Mogło być tak pięknie: prezydent Andrzej Duda zamiast mówić o tym, że mamy zapasy węgla na 200 lat i że z niego nie zrezygnujemy, powiedziałby, że jest taki kraj w Europie, gdzie jeździ ponad 3 mln aut zasilanych gazem płynnym, co czyni z niego największy rynek w Europie i jeden z największych na świecie. Ten kraj to Polska, której społeczeństwo na masową skalę stosuje w autach to przyjazne środowisku paliwo. Usłyszeliśmy za to, z ust premiera Mateusza Morawieckiego, że Polska jest w awangardzie rozwijania badań dotyczących elektromobilności i wdrażania ich w praktyce, co ma się przyczynić do zmniejszenia smogu. To fakt, że pojazdy elektryczne nie emitują szkodliwych substancji do atmosfery. Jednak prąd do tych pojazdów pochodziłby w naszym kraju z wysokoemisyjnego węgla. Poza tym, jeśli chodzi o liczbę kupowanych w Polsce aut elektrycznych, jesteśmy na ostatnim miejscu w Europie.

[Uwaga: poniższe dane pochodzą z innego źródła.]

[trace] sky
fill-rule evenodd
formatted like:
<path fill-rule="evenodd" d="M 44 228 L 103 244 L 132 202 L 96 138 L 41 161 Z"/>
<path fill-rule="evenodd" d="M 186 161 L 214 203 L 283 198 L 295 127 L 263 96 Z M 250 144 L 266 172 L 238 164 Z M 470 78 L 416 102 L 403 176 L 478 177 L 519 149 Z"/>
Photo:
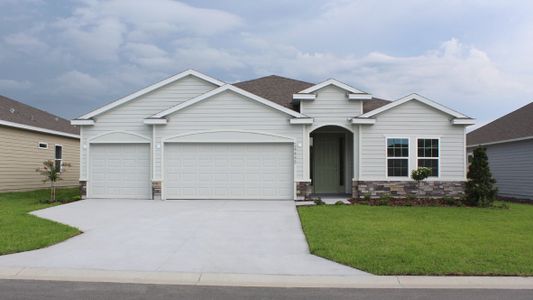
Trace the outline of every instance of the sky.
<path fill-rule="evenodd" d="M 418 93 L 478 125 L 533 101 L 533 1 L 0 0 L 0 95 L 74 118 L 185 69 Z"/>

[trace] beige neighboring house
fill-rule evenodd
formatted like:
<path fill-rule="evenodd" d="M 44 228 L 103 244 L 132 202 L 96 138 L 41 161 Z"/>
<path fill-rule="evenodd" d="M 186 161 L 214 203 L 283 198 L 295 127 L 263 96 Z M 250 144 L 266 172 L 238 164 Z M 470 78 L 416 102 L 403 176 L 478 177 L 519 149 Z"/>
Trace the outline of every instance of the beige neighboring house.
<path fill-rule="evenodd" d="M 59 186 L 77 186 L 79 128 L 40 109 L 0 96 L 0 192 L 48 187 L 35 172 L 45 160 L 72 166 Z"/>

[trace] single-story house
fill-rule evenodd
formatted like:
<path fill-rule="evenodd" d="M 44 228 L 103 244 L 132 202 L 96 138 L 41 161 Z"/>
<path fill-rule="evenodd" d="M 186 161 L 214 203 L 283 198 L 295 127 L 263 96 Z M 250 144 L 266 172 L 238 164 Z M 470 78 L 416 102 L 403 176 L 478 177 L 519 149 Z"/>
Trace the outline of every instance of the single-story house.
<path fill-rule="evenodd" d="M 79 128 L 68 120 L 0 96 L 0 192 L 46 188 L 35 169 L 46 160 L 72 166 L 58 186 L 78 186 Z"/>
<path fill-rule="evenodd" d="M 500 196 L 533 200 L 533 102 L 468 133 L 467 145 L 487 149 Z"/>
<path fill-rule="evenodd" d="M 227 84 L 187 70 L 71 123 L 89 198 L 301 199 L 405 196 L 417 166 L 433 170 L 426 195 L 460 195 L 473 119 L 335 79 Z"/>

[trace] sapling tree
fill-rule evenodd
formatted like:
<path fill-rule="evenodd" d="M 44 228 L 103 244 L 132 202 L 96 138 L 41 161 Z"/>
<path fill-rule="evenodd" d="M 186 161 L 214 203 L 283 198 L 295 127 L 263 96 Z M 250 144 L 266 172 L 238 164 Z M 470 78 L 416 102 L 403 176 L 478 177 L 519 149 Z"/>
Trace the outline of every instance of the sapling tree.
<path fill-rule="evenodd" d="M 492 177 L 489 159 L 485 148 L 474 150 L 472 161 L 468 167 L 465 198 L 468 205 L 489 207 L 496 198 L 498 189 Z"/>
<path fill-rule="evenodd" d="M 35 172 L 44 176 L 43 182 L 50 182 L 50 202 L 56 201 L 56 182 L 63 180 L 61 175 L 67 167 L 70 167 L 69 163 L 62 163 L 59 166 L 53 160 L 46 160 L 41 168 L 35 169 Z"/>
<path fill-rule="evenodd" d="M 426 167 L 419 167 L 411 172 L 411 178 L 416 181 L 418 187 L 416 195 L 420 192 L 420 183 L 431 176 L 431 169 Z"/>

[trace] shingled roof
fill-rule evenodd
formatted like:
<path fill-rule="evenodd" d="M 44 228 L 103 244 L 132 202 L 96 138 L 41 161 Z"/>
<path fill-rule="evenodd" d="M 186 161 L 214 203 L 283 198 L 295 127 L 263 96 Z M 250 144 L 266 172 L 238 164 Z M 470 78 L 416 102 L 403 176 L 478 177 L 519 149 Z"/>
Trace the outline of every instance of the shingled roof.
<path fill-rule="evenodd" d="M 297 110 L 291 104 L 292 95 L 312 87 L 315 84 L 287 77 L 270 75 L 257 79 L 237 82 L 233 85 L 277 104 Z M 363 113 L 382 107 L 390 102 L 391 101 L 389 100 L 372 98 L 372 100 L 365 101 L 363 103 Z"/>
<path fill-rule="evenodd" d="M 1 95 L 0 120 L 69 134 L 80 134 L 80 129 L 70 125 L 68 120 Z"/>
<path fill-rule="evenodd" d="M 533 137 L 533 102 L 466 136 L 469 146 Z"/>

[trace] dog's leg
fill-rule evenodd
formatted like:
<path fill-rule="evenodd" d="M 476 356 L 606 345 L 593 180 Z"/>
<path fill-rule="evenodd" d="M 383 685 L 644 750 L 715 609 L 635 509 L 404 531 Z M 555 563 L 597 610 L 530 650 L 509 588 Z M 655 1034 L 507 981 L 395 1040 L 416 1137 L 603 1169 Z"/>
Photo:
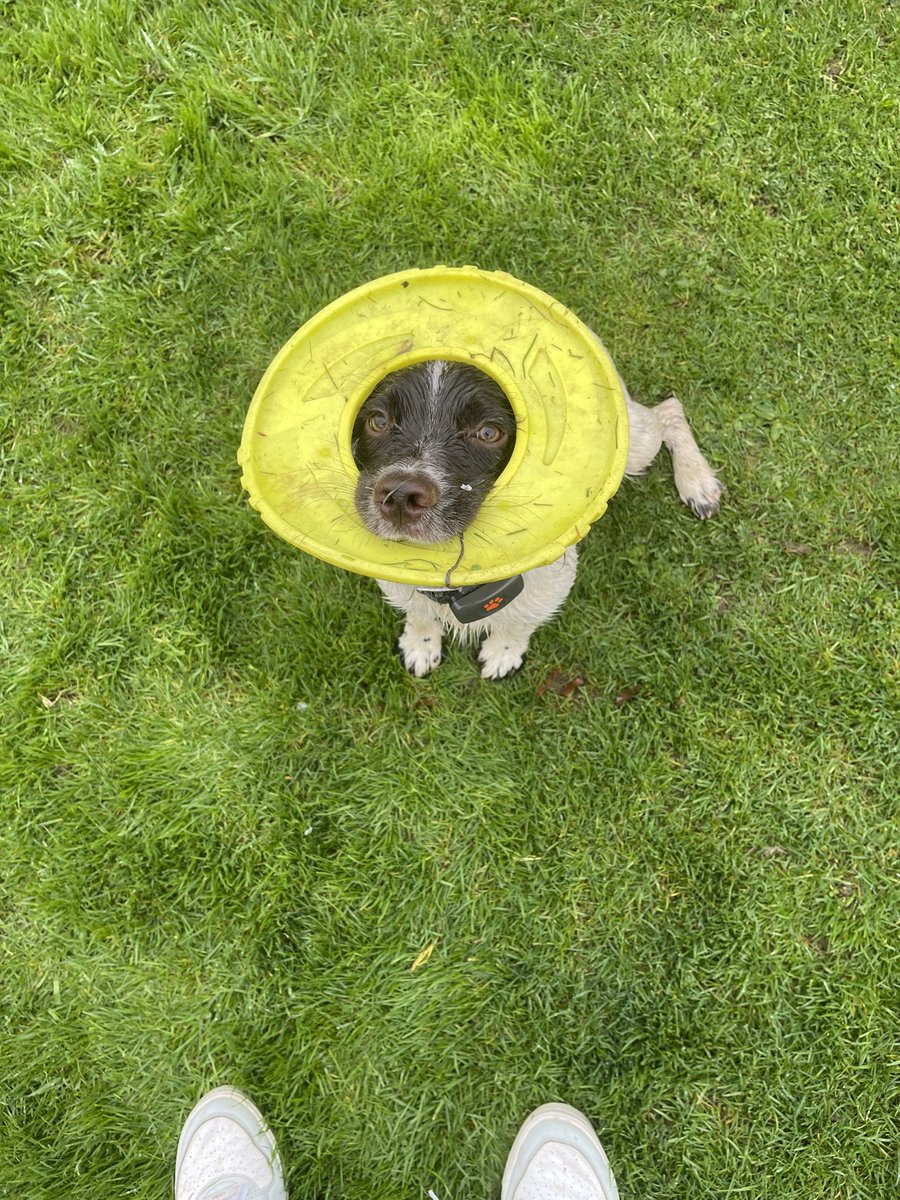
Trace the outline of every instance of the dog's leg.
<path fill-rule="evenodd" d="M 406 613 L 406 624 L 397 638 L 397 650 L 410 675 L 421 678 L 441 661 L 443 627 L 439 607 L 415 588 L 379 579 L 378 586 L 395 607 Z"/>
<path fill-rule="evenodd" d="M 635 404 L 629 399 L 628 422 L 625 474 L 640 475 L 665 442 L 672 455 L 678 495 L 701 521 L 715 516 L 719 509 L 722 485 L 694 440 L 681 401 L 670 396 L 655 408 L 644 408 L 642 404 Z"/>
<path fill-rule="evenodd" d="M 488 635 L 478 652 L 484 678 L 507 679 L 515 675 L 525 661 L 528 641 L 536 628 L 502 612 L 491 617 Z"/>
<path fill-rule="evenodd" d="M 577 564 L 578 551 L 570 546 L 556 562 L 526 572 L 525 587 L 515 600 L 488 617 L 487 636 L 478 654 L 485 679 L 506 679 L 519 670 L 531 635 L 550 620 L 568 596 Z"/>

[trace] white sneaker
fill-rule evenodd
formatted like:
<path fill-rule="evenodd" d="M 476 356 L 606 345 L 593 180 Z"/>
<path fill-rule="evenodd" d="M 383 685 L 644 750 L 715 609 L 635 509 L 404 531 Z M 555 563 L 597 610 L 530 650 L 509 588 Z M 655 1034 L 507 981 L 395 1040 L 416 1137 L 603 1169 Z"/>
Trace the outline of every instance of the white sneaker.
<path fill-rule="evenodd" d="M 178 1139 L 175 1200 L 287 1200 L 275 1138 L 236 1088 L 207 1092 L 188 1114 Z"/>
<path fill-rule="evenodd" d="M 506 1160 L 500 1200 L 619 1200 L 587 1117 L 568 1104 L 542 1104 L 526 1117 Z"/>

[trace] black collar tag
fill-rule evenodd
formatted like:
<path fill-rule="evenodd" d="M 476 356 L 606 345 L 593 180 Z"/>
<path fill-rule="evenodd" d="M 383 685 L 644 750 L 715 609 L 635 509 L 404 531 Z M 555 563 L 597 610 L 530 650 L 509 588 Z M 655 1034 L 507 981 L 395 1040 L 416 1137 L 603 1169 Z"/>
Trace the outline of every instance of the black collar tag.
<path fill-rule="evenodd" d="M 483 621 L 486 617 L 506 608 L 510 600 L 525 586 L 521 575 L 513 575 L 510 579 L 500 579 L 497 583 L 480 583 L 475 587 L 452 588 L 448 591 L 431 592 L 425 588 L 419 590 L 429 600 L 438 604 L 449 604 L 450 611 L 462 625 L 472 621 Z"/>

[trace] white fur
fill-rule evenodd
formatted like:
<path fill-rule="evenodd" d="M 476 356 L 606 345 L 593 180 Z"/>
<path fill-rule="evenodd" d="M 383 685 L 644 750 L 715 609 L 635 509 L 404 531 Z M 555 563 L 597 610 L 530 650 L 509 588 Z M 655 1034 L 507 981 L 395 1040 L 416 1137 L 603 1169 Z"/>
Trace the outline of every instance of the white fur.
<path fill-rule="evenodd" d="M 546 567 L 527 571 L 524 587 L 492 617 L 464 625 L 450 610 L 405 583 L 379 579 L 378 586 L 390 604 L 406 613 L 399 646 L 403 663 L 413 675 L 427 675 L 441 661 L 441 640 L 452 633 L 464 644 L 484 638 L 478 657 L 486 679 L 503 679 L 518 671 L 528 649 L 528 639 L 559 610 L 575 582 L 578 551 L 570 546 L 562 558 Z"/>
<path fill-rule="evenodd" d="M 665 443 L 672 455 L 675 487 L 682 501 L 701 521 L 715 516 L 722 485 L 694 440 L 681 401 L 670 396 L 655 408 L 644 408 L 626 397 L 626 404 L 628 459 L 625 474 L 643 474 Z"/>
<path fill-rule="evenodd" d="M 434 377 L 437 383 L 437 377 Z M 626 475 L 640 475 L 665 444 L 672 455 L 675 487 L 682 501 L 702 519 L 719 507 L 722 485 L 694 440 L 680 401 L 674 396 L 644 408 L 627 399 L 629 442 Z M 478 657 L 486 679 L 503 679 L 521 667 L 531 635 L 558 612 L 575 582 L 578 552 L 570 546 L 562 558 L 523 576 L 524 588 L 515 600 L 483 621 L 461 624 L 447 604 L 438 604 L 408 584 L 378 585 L 390 604 L 406 613 L 399 638 L 406 669 L 427 675 L 441 661 L 441 641 L 452 633 L 463 643 L 484 639 Z"/>
<path fill-rule="evenodd" d="M 438 385 L 441 382 L 441 376 L 444 374 L 444 369 L 447 366 L 442 358 L 436 358 L 434 362 L 428 364 L 428 382 L 431 384 L 432 396 L 437 396 Z"/>

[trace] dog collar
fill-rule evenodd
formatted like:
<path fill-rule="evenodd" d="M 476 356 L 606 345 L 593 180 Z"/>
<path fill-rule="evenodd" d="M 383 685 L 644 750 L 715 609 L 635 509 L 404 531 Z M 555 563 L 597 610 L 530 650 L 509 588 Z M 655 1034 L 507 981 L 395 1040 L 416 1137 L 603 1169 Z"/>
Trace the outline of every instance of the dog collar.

Tymczasem LPG jest powszechnie dostępnym, efektywnym, niskoemisyjnym wyborem dla transportu. Specjaliści z Instytutu Inżynierii Laserowej w Bielsku-Białej przeprowadzili badania potwierdzające, że gaz płynny jest sposobem na zmniejszenie emisji szkodliwych związków do atmosfery. Jak przypominają, jedyną metodą ograniczenia emisji CO2 w transporcie jest zmniejszenie zużycia paliwa lub stosowanie paliw o małej zawartości węgla – np. propanu i butanu, a to właśnie te gazy są składnikami LPG. Eksperci szacują, że redukcja zanieczyszczeń w transporcie dzięki LPG może sięgać ok. 10–15 proc. w przypadku CO2, 20 proc. w przypadku tlenku węgla i ok. 60 proc. w przypadku węglowodorów.

Przyjazne środowisku rozwiązania oparte na LPG można stosować nie tylko w transporcie. Z symulacji przeprowadzonej na zlecenie władz Grodziska Mazowieckiego wynika, że zamiana pieców węglowych na kotły gazowe może całkowicie wyeliminować emisję rakotwórczych składników smogu: benzo(a)pirenu i dwutlenku siarki oraz niemal całkowicie emisję tlenku węgla i pyłów zawieszonych PM10 (ponad 99 proc.). O dwie trzecie spadłaby emisja dwutlenku azotu i niemal o połowę dwutlenku węgla.

Na szczycie można było złożyć proekologiczne deklaracje, które łatwo byłoby wprowadzić w życie niemalże natychmiast. Szkoda, że na przykład nie ogłosiliśmy nowego podejścia w polityce rozwoju transportu niskoemisyjnego, w której zaproponowano wprawdzie zerowe stawki akcyzy na CNG i LNG, ale nie zająknięto się w ogóle na temat LPG, chociaż w ustawie jest uznany za paliwo alternatywne.

Oczy gości z całego świata, którym na powitanie przygrywała orkiestra górnicza, kłuć musiało, że polski rząd na partnerów wydarzenia wybrał wielkie państwowe firmy energetyczne – głównych emitentów dwutlenku węgla, metanu, tlenków siarki, azotu i rakotwórczego benzo(a)pirenu w Europie.